Apache expects to know the results of the test around early May. And, if the data quality is good, the company should obtain permits in the fall for a 3-D seismic program. That program would likely last two to three years and would hopefully provide the necessary data to identify potential drilling prospects.
Apache likes to innovate with new technologies in petroleum basins that major operators are starting to leave, and the company identified the need for 3-D seismic in the Cook Inlet basin as essential to the exploration for new oil resources in the basin, Adiletta said. Apache is mainly interested in finding and developing oil, rather than gas, in Alaska — independent surveys by the U.S. Geological Survey and Alaska’s Division of Geological and Geophysical Surveys have indicated the possibility of several hundred million barrels of undiscovered oil in the Cook Inlet basin, he said.
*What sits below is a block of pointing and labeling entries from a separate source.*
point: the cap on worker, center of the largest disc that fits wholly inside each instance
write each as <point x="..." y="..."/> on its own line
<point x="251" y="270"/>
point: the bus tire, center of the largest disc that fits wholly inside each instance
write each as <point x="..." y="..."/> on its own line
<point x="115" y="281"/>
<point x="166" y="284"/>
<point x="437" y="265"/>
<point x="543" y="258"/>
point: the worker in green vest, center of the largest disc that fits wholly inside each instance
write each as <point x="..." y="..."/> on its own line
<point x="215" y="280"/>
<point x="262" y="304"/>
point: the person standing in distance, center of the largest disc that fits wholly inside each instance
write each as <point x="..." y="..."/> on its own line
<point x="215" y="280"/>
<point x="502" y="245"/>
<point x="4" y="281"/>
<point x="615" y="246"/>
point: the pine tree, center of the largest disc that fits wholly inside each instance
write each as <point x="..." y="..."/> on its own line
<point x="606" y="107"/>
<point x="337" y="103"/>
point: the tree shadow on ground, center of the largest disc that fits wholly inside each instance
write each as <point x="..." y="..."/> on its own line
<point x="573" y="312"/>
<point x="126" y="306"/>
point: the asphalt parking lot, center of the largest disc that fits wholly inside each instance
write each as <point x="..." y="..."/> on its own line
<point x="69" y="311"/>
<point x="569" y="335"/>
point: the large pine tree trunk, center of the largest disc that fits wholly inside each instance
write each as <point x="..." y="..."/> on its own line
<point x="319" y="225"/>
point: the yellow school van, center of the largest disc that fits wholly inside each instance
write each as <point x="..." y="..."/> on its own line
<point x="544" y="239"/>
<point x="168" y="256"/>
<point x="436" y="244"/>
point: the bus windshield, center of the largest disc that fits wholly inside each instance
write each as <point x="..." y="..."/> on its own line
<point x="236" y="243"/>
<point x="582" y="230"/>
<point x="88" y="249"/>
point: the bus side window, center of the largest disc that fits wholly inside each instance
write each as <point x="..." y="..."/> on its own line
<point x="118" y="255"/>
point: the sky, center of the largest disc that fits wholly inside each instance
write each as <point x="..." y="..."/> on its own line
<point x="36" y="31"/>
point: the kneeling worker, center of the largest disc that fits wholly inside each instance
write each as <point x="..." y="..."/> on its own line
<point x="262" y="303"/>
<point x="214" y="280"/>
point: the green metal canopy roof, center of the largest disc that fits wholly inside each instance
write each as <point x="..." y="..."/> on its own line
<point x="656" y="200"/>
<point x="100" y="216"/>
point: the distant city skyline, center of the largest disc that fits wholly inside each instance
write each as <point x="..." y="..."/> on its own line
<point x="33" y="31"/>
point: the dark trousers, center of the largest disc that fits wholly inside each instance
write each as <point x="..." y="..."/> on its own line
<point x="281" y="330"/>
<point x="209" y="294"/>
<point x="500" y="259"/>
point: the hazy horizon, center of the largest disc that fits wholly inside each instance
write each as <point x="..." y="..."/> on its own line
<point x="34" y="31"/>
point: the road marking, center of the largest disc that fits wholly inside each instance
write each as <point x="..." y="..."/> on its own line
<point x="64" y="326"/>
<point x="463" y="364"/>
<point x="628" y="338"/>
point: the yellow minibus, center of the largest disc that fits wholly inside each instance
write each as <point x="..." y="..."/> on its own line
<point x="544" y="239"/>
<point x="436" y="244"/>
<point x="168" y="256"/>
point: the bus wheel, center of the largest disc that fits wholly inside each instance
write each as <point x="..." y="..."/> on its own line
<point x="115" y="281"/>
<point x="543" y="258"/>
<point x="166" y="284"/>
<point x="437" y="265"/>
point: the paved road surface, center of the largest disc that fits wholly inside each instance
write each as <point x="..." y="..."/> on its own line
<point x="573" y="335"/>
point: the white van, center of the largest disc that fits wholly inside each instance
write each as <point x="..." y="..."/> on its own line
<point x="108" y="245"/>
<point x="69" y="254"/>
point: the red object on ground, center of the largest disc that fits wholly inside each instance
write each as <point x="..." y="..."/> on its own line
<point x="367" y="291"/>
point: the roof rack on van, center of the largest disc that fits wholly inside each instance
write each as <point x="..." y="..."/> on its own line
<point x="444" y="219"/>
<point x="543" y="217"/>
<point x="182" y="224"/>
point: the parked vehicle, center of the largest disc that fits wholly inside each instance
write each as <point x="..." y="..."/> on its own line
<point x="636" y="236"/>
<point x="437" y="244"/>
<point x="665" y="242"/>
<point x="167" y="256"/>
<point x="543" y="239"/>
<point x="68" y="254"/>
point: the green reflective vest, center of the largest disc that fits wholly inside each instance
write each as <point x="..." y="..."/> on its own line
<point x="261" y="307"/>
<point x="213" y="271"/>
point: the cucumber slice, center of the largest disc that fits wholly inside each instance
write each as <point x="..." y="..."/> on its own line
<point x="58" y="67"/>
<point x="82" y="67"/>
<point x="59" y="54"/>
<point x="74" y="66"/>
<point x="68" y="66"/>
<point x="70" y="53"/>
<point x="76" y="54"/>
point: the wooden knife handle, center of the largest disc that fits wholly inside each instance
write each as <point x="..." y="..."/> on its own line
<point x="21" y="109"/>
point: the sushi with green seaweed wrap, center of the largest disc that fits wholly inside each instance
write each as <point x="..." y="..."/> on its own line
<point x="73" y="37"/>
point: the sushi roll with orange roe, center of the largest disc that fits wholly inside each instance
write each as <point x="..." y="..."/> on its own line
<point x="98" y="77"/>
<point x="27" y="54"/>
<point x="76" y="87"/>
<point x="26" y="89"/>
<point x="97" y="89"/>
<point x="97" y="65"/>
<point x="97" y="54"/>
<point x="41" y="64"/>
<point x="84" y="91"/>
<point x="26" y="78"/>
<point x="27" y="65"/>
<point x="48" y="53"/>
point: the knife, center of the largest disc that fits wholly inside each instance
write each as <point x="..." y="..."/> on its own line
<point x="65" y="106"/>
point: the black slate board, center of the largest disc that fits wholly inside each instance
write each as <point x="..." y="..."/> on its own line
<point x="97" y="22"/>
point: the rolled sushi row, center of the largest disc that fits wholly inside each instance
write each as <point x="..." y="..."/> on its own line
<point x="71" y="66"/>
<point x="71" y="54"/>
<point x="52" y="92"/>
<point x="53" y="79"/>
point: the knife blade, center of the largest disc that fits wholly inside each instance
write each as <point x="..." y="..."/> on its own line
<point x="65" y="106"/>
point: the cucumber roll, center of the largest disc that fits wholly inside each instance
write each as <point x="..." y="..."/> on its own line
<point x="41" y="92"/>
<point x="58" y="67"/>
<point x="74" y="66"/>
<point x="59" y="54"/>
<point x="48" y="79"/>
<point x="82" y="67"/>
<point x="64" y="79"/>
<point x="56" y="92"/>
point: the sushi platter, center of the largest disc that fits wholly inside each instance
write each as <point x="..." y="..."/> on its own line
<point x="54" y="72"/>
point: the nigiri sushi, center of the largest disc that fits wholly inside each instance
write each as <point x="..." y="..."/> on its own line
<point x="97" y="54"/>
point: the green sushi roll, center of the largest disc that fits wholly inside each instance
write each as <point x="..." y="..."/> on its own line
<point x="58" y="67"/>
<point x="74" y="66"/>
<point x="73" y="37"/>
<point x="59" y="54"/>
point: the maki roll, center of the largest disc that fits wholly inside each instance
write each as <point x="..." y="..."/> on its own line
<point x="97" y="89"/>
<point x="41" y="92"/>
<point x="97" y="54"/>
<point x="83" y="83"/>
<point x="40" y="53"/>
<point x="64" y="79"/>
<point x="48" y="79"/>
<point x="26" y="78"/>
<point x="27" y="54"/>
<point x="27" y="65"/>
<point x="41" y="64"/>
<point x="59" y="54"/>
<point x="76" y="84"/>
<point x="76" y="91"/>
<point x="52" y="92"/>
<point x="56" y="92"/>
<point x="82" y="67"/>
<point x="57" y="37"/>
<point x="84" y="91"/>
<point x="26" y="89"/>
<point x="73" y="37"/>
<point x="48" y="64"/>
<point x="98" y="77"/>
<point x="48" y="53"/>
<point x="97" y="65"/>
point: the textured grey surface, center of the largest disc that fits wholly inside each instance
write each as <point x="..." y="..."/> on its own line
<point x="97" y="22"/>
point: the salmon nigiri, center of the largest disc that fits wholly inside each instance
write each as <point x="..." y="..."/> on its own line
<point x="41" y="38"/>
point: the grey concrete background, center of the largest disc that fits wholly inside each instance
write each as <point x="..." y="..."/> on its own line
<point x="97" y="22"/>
Wireless recorders The seismic technique that Apache wants to use involves the use of wireless sound recorders in the form of coffee-can sized units for placement on the ground surface or for burying, or in the form of small disks that can be dropped in the water offshore, Adiletta said. A single seismic crew could use the technology, both onshore and offshore. And Apache has established a lease position with leases scattered around the Cook Inlet region, thus enabling the seismic crew to move from one area to another as required to accommodate environmental issues such as the avoidance of beluga whales.
Apache, now one of the larger leaseholders in the Cook Inlet basin, has deliberately acquired leases scattered around the basin, with one-third onshore, one-third offshore and one-third in the transition zone, to enable the company to explore for oil all around the basin, Adiletta said.